The folks at SolidQ are providing a free e-book:

Data Quality and Master Data Management with Microsoft SQL Server 2008 R2
Dejan Sarka, Davide Mauri

I had a look through the book and I'm providing this tiny synopsis/review. The book can be found here.

Other than marketing blurbs, I haven't really been exposed to MDM until I read the book. So, I am starting more-or-less from scratch.

Chapter 1, "Master Data Management" seems to be a decent primer. It presents a background on relational and dimensional models, and where they and MDM fits in the universe.

Chapter 2, "Master Data Services Concepts and Architecture", discusses MDS in detail. I think that this gave me a good feel for how MDS is supposed to work.

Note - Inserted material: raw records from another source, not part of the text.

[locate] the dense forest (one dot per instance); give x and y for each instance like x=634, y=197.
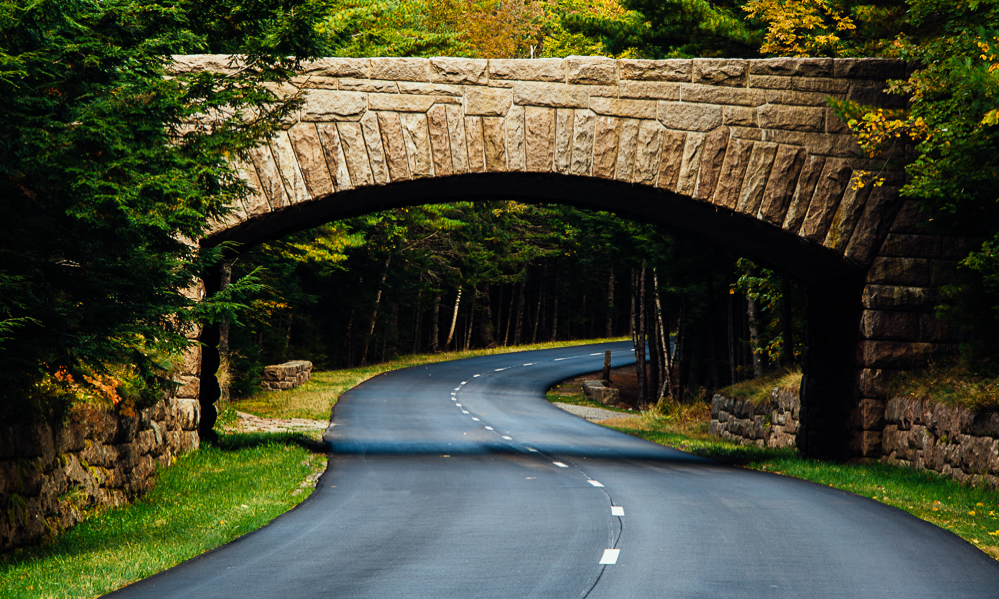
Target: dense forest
x=103, y=177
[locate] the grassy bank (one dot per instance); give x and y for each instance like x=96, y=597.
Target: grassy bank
x=316, y=398
x=970, y=512
x=209, y=497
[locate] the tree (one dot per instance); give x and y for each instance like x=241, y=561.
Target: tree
x=106, y=166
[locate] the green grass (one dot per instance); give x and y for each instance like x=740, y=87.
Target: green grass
x=316, y=398
x=758, y=390
x=950, y=384
x=209, y=497
x=970, y=512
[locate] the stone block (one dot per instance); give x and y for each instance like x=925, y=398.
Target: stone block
x=902, y=272
x=401, y=102
x=369, y=86
x=649, y=90
x=757, y=174
x=550, y=95
x=820, y=85
x=782, y=183
x=591, y=70
x=338, y=67
x=539, y=69
x=325, y=105
x=870, y=68
x=731, y=73
x=400, y=69
x=637, y=109
x=739, y=115
x=458, y=70
x=732, y=174
x=656, y=70
x=487, y=101
x=711, y=94
x=792, y=118
x=793, y=67
x=689, y=117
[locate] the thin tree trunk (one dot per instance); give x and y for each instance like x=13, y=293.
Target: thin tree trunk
x=752, y=314
x=435, y=324
x=558, y=272
x=712, y=341
x=520, y=311
x=731, y=337
x=788, y=324
x=610, y=302
x=509, y=314
x=454, y=320
x=638, y=334
x=374, y=312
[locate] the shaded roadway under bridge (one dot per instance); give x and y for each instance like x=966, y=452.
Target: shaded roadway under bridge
x=745, y=153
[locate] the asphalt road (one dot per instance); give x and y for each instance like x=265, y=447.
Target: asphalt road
x=460, y=480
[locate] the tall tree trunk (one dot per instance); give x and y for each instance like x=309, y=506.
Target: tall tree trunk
x=509, y=314
x=520, y=311
x=454, y=320
x=374, y=312
x=712, y=340
x=787, y=321
x=558, y=271
x=731, y=337
x=752, y=316
x=610, y=302
x=435, y=324
x=486, y=337
x=638, y=335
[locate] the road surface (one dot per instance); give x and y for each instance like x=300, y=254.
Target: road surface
x=459, y=480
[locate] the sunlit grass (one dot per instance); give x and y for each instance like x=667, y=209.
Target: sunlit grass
x=758, y=390
x=970, y=512
x=199, y=503
x=316, y=398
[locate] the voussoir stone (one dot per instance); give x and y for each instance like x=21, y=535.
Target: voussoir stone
x=656, y=70
x=689, y=117
x=488, y=101
x=541, y=69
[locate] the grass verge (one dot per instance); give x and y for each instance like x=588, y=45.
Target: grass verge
x=316, y=398
x=209, y=497
x=758, y=390
x=970, y=512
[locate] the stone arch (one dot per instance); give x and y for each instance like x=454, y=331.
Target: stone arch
x=745, y=152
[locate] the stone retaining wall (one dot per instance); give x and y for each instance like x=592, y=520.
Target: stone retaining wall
x=289, y=375
x=772, y=424
x=950, y=440
x=50, y=477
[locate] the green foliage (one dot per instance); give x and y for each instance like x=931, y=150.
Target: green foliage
x=104, y=172
x=674, y=29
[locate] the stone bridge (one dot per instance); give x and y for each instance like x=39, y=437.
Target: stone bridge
x=745, y=153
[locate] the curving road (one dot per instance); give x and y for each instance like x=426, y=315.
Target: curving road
x=459, y=480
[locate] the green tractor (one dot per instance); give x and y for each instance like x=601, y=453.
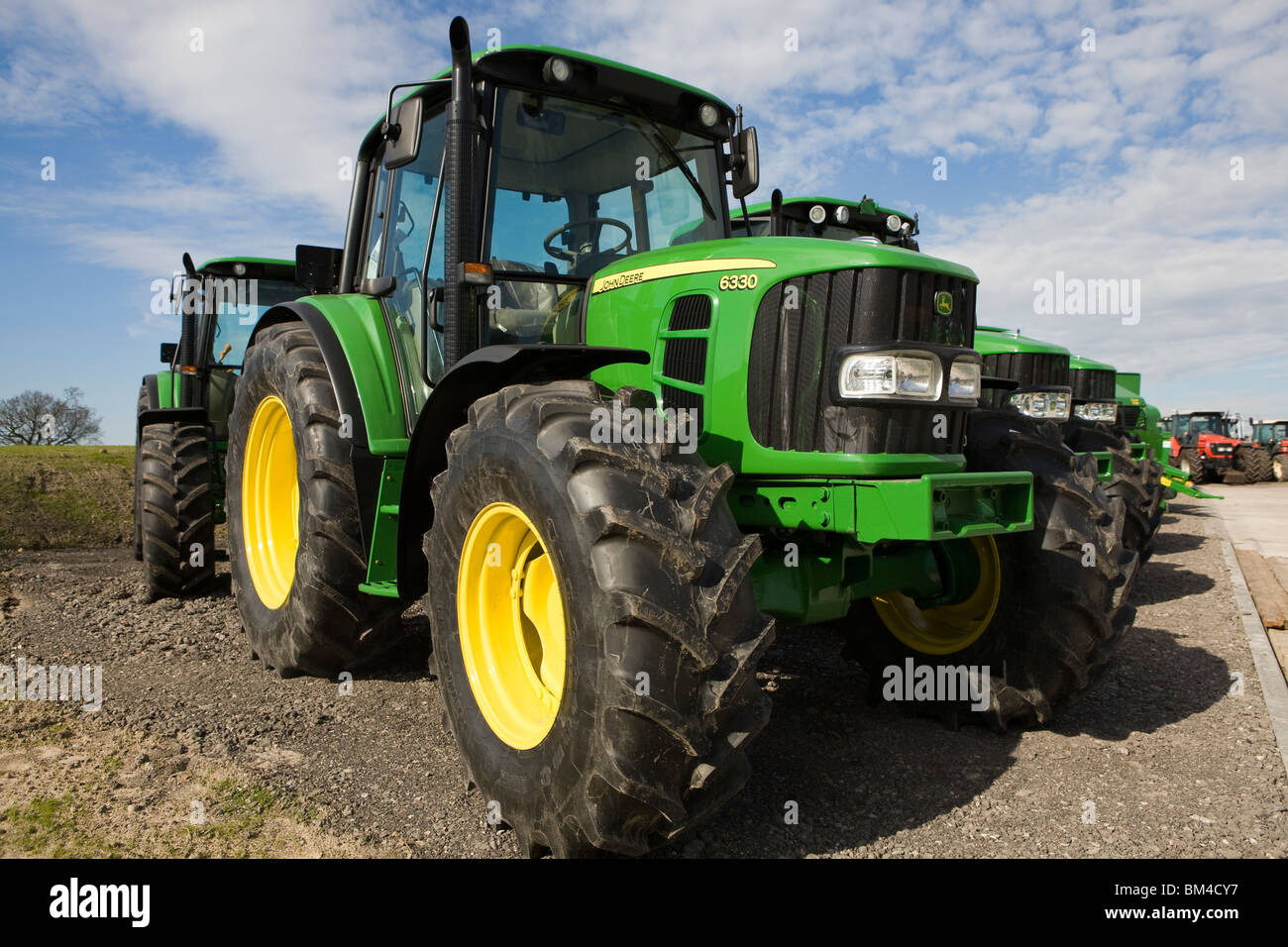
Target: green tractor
x=1038, y=379
x=609, y=445
x=181, y=418
x=1141, y=424
x=1093, y=428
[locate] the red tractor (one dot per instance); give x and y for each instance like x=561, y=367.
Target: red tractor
x=1273, y=436
x=1206, y=446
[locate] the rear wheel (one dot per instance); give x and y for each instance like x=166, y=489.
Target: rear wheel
x=294, y=535
x=595, y=631
x=176, y=515
x=1192, y=466
x=138, y=476
x=1254, y=462
x=1132, y=482
x=1047, y=608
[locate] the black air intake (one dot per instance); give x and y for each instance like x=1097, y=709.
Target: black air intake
x=1026, y=368
x=1093, y=384
x=803, y=321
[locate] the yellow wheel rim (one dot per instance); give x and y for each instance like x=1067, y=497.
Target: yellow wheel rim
x=947, y=629
x=270, y=502
x=511, y=624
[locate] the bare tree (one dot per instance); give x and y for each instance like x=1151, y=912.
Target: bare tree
x=39, y=418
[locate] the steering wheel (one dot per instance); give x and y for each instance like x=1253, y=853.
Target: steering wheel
x=561, y=254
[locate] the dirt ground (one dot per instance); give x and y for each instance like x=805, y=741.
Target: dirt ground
x=1172, y=754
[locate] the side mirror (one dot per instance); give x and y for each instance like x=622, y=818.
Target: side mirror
x=746, y=162
x=403, y=133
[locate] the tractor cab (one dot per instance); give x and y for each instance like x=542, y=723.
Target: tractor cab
x=567, y=163
x=218, y=303
x=1271, y=434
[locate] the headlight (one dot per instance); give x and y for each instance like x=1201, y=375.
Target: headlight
x=866, y=375
x=1047, y=406
x=1098, y=411
x=964, y=380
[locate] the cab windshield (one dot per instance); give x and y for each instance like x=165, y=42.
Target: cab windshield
x=1210, y=424
x=576, y=187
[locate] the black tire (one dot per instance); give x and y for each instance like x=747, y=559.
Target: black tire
x=1056, y=621
x=655, y=578
x=1254, y=463
x=176, y=518
x=1192, y=466
x=325, y=625
x=138, y=476
x=1137, y=484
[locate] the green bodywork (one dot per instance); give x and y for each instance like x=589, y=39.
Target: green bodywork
x=219, y=382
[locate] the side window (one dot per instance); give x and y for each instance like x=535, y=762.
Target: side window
x=412, y=201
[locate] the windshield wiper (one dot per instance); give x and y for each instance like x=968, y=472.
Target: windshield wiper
x=660, y=140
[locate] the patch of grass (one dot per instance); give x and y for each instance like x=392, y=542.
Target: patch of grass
x=240, y=812
x=65, y=496
x=47, y=827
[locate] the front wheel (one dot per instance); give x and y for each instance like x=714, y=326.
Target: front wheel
x=294, y=535
x=1254, y=462
x=1192, y=466
x=1046, y=609
x=595, y=631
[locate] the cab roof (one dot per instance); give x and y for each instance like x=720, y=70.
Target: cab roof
x=514, y=63
x=866, y=205
x=1078, y=363
x=1012, y=341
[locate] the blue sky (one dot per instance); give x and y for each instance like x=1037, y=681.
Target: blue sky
x=1106, y=162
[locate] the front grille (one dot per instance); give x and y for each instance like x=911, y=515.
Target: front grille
x=1093, y=384
x=691, y=312
x=686, y=360
x=799, y=325
x=1026, y=368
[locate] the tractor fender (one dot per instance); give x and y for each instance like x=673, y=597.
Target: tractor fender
x=159, y=412
x=336, y=363
x=366, y=466
x=478, y=373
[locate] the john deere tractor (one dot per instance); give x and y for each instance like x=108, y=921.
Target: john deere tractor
x=181, y=419
x=1273, y=438
x=546, y=388
x=1206, y=445
x=1020, y=372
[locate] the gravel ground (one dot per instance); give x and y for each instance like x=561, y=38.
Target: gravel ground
x=1162, y=758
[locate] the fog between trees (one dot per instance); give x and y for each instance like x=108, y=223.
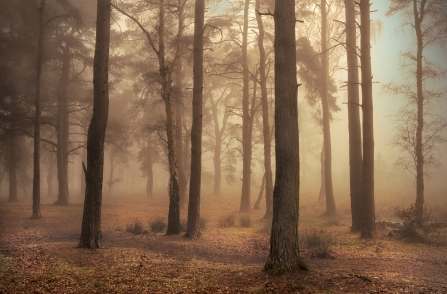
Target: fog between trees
x=151, y=91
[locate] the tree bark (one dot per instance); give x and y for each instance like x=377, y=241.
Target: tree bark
x=419, y=205
x=12, y=169
x=355, y=133
x=61, y=130
x=322, y=194
x=149, y=164
x=284, y=248
x=36, y=159
x=193, y=224
x=91, y=236
x=265, y=118
x=261, y=193
x=330, y=202
x=246, y=142
x=179, y=127
x=51, y=163
x=368, y=212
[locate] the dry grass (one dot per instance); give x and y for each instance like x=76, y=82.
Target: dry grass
x=41, y=255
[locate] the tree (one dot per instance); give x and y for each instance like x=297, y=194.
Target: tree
x=165, y=71
x=265, y=117
x=355, y=135
x=419, y=130
x=36, y=159
x=284, y=248
x=330, y=202
x=368, y=211
x=193, y=224
x=91, y=220
x=246, y=136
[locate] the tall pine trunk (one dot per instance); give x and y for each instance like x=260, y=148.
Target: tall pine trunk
x=193, y=223
x=419, y=206
x=179, y=128
x=284, y=248
x=36, y=159
x=368, y=213
x=91, y=236
x=246, y=142
x=355, y=134
x=62, y=150
x=265, y=118
x=12, y=167
x=330, y=202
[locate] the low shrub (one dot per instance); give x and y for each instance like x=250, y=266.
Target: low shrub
x=157, y=225
x=227, y=220
x=318, y=243
x=245, y=220
x=136, y=228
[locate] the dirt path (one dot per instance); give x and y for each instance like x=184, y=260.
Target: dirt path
x=41, y=256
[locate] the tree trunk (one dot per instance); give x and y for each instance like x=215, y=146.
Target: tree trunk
x=84, y=159
x=261, y=192
x=36, y=176
x=246, y=142
x=91, y=236
x=355, y=134
x=218, y=134
x=193, y=224
x=368, y=213
x=419, y=206
x=149, y=164
x=284, y=248
x=12, y=171
x=166, y=93
x=62, y=160
x=51, y=163
x=330, y=202
x=179, y=127
x=265, y=118
x=322, y=195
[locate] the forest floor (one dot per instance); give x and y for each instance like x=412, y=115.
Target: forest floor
x=41, y=256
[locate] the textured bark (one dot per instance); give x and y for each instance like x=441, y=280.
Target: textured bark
x=166, y=93
x=62, y=130
x=419, y=206
x=179, y=128
x=261, y=193
x=193, y=223
x=149, y=165
x=12, y=168
x=91, y=236
x=51, y=163
x=355, y=133
x=330, y=202
x=322, y=194
x=218, y=134
x=37, y=121
x=265, y=118
x=246, y=142
x=284, y=248
x=368, y=213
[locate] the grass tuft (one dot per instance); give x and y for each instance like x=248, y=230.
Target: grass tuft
x=318, y=243
x=157, y=225
x=245, y=220
x=227, y=221
x=136, y=228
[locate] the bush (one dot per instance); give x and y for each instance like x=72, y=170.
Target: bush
x=136, y=228
x=227, y=221
x=157, y=225
x=318, y=243
x=245, y=220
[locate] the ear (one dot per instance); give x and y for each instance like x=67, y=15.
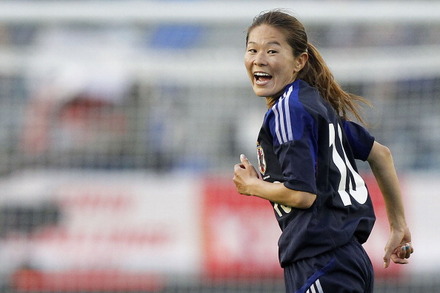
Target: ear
x=301, y=61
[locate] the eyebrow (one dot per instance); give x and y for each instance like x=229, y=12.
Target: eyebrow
x=270, y=43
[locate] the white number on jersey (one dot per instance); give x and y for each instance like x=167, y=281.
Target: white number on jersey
x=356, y=187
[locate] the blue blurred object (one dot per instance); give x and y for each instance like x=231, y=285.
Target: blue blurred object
x=176, y=36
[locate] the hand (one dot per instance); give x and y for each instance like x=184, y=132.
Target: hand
x=244, y=174
x=398, y=248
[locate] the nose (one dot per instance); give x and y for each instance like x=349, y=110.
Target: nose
x=260, y=59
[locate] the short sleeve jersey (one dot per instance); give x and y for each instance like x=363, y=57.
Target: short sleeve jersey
x=306, y=146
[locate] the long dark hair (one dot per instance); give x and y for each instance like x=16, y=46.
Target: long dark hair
x=315, y=71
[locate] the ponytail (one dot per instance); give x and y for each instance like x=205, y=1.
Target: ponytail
x=317, y=74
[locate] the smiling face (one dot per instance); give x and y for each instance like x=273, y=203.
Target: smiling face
x=270, y=62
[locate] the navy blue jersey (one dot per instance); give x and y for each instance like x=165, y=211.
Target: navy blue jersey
x=304, y=144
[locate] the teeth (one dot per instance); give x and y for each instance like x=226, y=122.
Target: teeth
x=261, y=74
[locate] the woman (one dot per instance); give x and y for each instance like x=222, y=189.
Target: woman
x=306, y=149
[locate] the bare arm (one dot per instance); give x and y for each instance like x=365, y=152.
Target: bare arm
x=398, y=247
x=247, y=181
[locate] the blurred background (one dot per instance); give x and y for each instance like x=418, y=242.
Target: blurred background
x=120, y=123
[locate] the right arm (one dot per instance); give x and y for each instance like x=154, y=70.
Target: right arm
x=381, y=162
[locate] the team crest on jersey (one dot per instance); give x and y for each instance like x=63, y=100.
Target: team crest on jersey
x=261, y=159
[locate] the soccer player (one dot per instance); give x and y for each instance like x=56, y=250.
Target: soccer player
x=307, y=147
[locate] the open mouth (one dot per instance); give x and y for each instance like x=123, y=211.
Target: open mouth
x=262, y=77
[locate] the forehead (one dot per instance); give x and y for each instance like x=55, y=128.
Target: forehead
x=264, y=34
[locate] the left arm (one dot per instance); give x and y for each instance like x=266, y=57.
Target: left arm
x=247, y=182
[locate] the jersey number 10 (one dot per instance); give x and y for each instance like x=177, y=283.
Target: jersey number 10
x=351, y=184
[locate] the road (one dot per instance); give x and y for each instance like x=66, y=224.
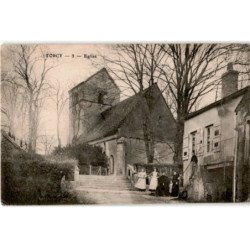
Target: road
x=107, y=197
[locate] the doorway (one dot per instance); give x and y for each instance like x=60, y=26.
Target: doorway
x=111, y=164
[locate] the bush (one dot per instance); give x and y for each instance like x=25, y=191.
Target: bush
x=31, y=179
x=85, y=155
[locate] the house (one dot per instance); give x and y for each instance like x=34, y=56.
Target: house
x=127, y=130
x=219, y=135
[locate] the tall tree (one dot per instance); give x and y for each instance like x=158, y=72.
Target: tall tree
x=190, y=72
x=60, y=99
x=28, y=70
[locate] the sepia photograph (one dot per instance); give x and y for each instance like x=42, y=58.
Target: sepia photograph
x=125, y=124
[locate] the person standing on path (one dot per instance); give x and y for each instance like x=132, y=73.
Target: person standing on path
x=193, y=162
x=153, y=181
x=141, y=182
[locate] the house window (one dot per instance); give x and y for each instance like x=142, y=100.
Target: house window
x=216, y=132
x=100, y=98
x=209, y=138
x=75, y=98
x=193, y=136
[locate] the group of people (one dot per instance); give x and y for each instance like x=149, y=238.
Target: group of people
x=158, y=184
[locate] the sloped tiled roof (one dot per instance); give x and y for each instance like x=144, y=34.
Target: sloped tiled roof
x=113, y=118
x=110, y=120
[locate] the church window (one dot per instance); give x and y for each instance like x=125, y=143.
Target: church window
x=100, y=98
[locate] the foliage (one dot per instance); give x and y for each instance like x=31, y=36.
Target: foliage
x=31, y=179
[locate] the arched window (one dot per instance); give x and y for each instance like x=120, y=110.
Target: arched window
x=100, y=98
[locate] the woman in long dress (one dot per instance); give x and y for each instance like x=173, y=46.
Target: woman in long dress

Nonetheless, I think that most of that could be gleaned from other sources. The hidden gems here are in the second half of the book, which is comprised of chapters 3 and 4, "Data Quality and SQL Server 2008 R2 Tools" and "Identity Mapping and De-duplicating", respectively. These chapters are dense with information and technique-heavy, discussing various algorithms. T-SQL, CLR and SSIS tactics to find and quantify data quality issues are presented. The math and queries can become fairly complex, and the authors state that the book is not for newbies. but I think that they are eye-opening with respect to what can be done.

My biggest complaints are:
I wanted more depth on integrating MDS into new and existing LOB applications, particularly with identity mapping between the MDS and (possibly a multitude) of LOB applications. If I have two LOB applications, each with their own surrogate key for customer data, how do I manage keeping everything updated?

I would  like to see more information on updating information that is in the MDS. For example, when a client changes addresses, do I have to manually go in and tweak things through the MDS web interface? Do I have to go through the whole import process again? What if I have 40 million customers and I get thousands of changes a day? Is there a programmatic interface for doing this? Is there some way to replicate changes back to LOB apps? Do I remove the customer-address-update page from my LOB apps and rely entirely on MDS? How would CSRs submit change to this address data?

Another thing that I am not 100% clear on is what attributes belong in the MDS and what do not. Obviously, a customer's address does belong in the MDS but something like a customer account balance  would not. If we are talking about products, then inventory levels do not belong in the MDS, but what about something like shelf location in a warehouse? Do parts lists make for good hierarchies? Etc. I presume that there even finer shades of grey than the rough examples I am giving here.

Generally, I think that the books is definitely worth reading (at twice the price!) for anyone who is working with MDS or who has a data cleansing project of any kind in front of them.